The new Bill redefines discrimination as “unfavourable treatment.” This removes the requirement traditionally relied on in anti-discrimination law in Australia – “the comparator.” The applicant could prove that there was discrimination if they could show how the alleged discriminator may have or would have treated someone else, (the comparator), in the same circumstances.
However, the comparator provisions were unduly technical and tended to lengthen the duration of trials. The simplified definition of discrimination will benefit both employers and employees.
The grounds of discrimination have been expanded to include sexual orientation and gender to the grounds previously covered, including:
- race (including colour, descent and national or ethnic origin)
- that a person is or has been an immigrant
- marital status
- pregnancy or potential pregnancy
- family responsibilities
- disability (including carers and associates)
The most significant amendment lies in the shift in the burden of proof. The proposal is to share that burden between the person who is complaining (applicant) and the person whose conduct is being complained about (respondent).
The applicant merely needs to produce prima facie evidence of being disadvantaged, and that the reason or purpose of that disadvantage was related to a protected attribute (such as sex, race, disability), with the onus then shifting to the respondent to disprove the case.
The court will presume that the impugned conduct is taken for an unlawful reason, unless the respondent is able to prove the contrary.

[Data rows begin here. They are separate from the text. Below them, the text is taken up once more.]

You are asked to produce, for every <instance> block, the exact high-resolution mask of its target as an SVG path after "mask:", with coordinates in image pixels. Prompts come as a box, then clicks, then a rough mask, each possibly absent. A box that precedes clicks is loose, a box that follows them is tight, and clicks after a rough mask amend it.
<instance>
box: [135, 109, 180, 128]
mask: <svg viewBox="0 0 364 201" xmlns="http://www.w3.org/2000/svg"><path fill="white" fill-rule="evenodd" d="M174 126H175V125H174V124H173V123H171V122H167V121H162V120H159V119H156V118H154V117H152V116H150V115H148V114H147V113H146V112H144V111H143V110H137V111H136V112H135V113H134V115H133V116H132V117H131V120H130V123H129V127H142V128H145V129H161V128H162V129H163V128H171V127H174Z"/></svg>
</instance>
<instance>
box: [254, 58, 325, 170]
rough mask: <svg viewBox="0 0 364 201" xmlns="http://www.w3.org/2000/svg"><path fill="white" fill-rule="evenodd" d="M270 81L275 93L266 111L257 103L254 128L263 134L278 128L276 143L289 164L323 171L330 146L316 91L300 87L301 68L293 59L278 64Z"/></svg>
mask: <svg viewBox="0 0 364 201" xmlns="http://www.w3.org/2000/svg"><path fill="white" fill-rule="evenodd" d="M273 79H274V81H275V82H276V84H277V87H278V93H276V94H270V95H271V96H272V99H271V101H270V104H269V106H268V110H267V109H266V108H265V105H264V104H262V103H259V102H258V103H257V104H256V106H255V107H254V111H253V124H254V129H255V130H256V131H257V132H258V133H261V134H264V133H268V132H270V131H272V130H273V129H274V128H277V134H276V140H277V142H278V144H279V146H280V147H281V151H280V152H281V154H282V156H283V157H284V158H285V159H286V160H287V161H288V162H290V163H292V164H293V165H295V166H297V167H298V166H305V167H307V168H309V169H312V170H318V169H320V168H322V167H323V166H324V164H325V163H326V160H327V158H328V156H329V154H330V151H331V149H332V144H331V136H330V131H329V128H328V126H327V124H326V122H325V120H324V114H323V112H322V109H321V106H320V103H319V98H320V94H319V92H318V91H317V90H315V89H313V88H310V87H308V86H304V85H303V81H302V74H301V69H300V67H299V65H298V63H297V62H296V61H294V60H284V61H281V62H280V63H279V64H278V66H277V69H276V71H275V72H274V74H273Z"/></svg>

It is an approach long used in Australian labour law.
The rationale behind this change is that a respondent will be in a better position to be able to prove the real reason why he/she engaged in such behaviour and to demonstrate that it is reasonable in the circumstances.
Few overseas jurisdictions follow the current Australian approach of imposing the full burden of proof on the applicant. In the United Kingdom, European Union and Canada, the burden of proof shifts to the respondent once the applicant has established a prima facie case of discrimination. In the United States, case law has also established a framework of shifting burdens of proof. So the proposed change is in line with international standards.
The respondent will have access to one broad, all-encompassing defence – justification. This means that discrimination is not unlawful when it is done for a legitimate aim and proportionate to that aim.
However, the Bill does not ignore the need of employers who wish to take genuine pro-active steps to reduce discrimination and to be able to raise a defence to any claim that they have taken such steps.
The Bill provides that any person or body may develop and implement an ‘action plan’ to assist officers and employees to avoid engaging in unlawful conduct. This action plan may then be used as part of a defence if the person or organisation is sued.
Furthermore, the Human Rights Commission does have the ability to dismiss unmeritorious complaints. This will reduce the likelihood that businesses are swamped with frivolous or baseless claims.
Since the Bill is likely to become law in 2013, we encourage organisations to register codes of conduct with the Australian Human Rights Commission that can provide a full defence to subsequent discrimination claims.
We also recommend that employers review and consolidate their compliance mechanisms and have regular and appropriate training to ensure that the right policies and procedures are in place.
It is in all our interests to create a culture that seeks to prevent discrimination from transpiring in the first place, as the best way to guarantee business integrity and avoid paying expensive legal fees, is through prevention.